When I was four, even a little trip across the border to Malaysia made me wide-eyed. It was thrilling when the scenery changed drastically from Singapore’s urban landscape, to rows and rows of rubber trees with little tin-cups stuck in their sides to collect the milky sap that drizzled out of the trees. We hardly took any photos then, as film was expensive, but yet the images are fondly lodged in my memory.
As I grew older, and explored lands further off, I also tended to research more before any trip. It was partly the excitement and I wanted to know all about the place and what not to miss. In the 90’s I relied on guidebooks like the Lonely Planet series. In the millennium there were so many more guidebooks to choose from, and the DK series with its unrivalled array of photos and pictorial maps became my new favourite. These were easily available from the library now.

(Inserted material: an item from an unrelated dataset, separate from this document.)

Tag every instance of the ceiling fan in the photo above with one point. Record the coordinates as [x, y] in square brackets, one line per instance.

In the past ten years, information has become even easier and cheaper to come by. Decades on, approaching 40, I can’t help burying my head in the bottomless source of knowledge that is the internet. Official guides, forums like Tripadvisor, and information from the ordinary travel bloggers like myself. Part of the experience sharing is selfish, as it’s a kind of reliving and permanently storing the memories, while fresh, of the wonderful vacation we took.
So has travel lost its mystique? I encountered the Eiffel Tower through countless pictures and images of it in the movies, guidebooks and blogs. The Eiffel at every possible angle. But seeing the grand dame in person was still magical for me.
Maybe this example is better. I’ve seen a thousand pictures of Kevin Bacon in magazines and in the movies, but when someone at Central Park shrieked, “That’s Kevin Bacon” and I saw him in the flesh in all his beauty (he’s remarkably boyish looking at 49 and looked like none other than he could do a remake of Footloose), it was still a surreal experience. The same with the Eiffel. I could not believe that I was there in the flesh next to this magical thing which was in our collective subconscience.
Well to some extent, seeing the Eiffel today is not as great has coming across it unexpectedly. It was expected. But what I discovered is – there will always be the unexpected. For instance, in Osaka I saw the requisite symbols of the place, the castle, the Gilico Man and the Giant Mechanical Crab, but those array of sweet pink bicycles whizzing by or nonchalantly parked in front of stores took me completely by surprise. No guidebook I read before my trip, talked about the bicycles. Someone out there may read about my pink bicycle story before they travel to Osaka, but you know what? I am sure they will discover something unexpected, something even more amazing than the pink bicycles. Maybe they are from a country where pink bicycles are commonplace.
That’s why travel and reading travel stories will always be a joy. As I recall Theroux relating in his travel books, each journey is a unique encounter, from a unique perspective. You may take the same route or journey to the same places, but no two encounters are alike.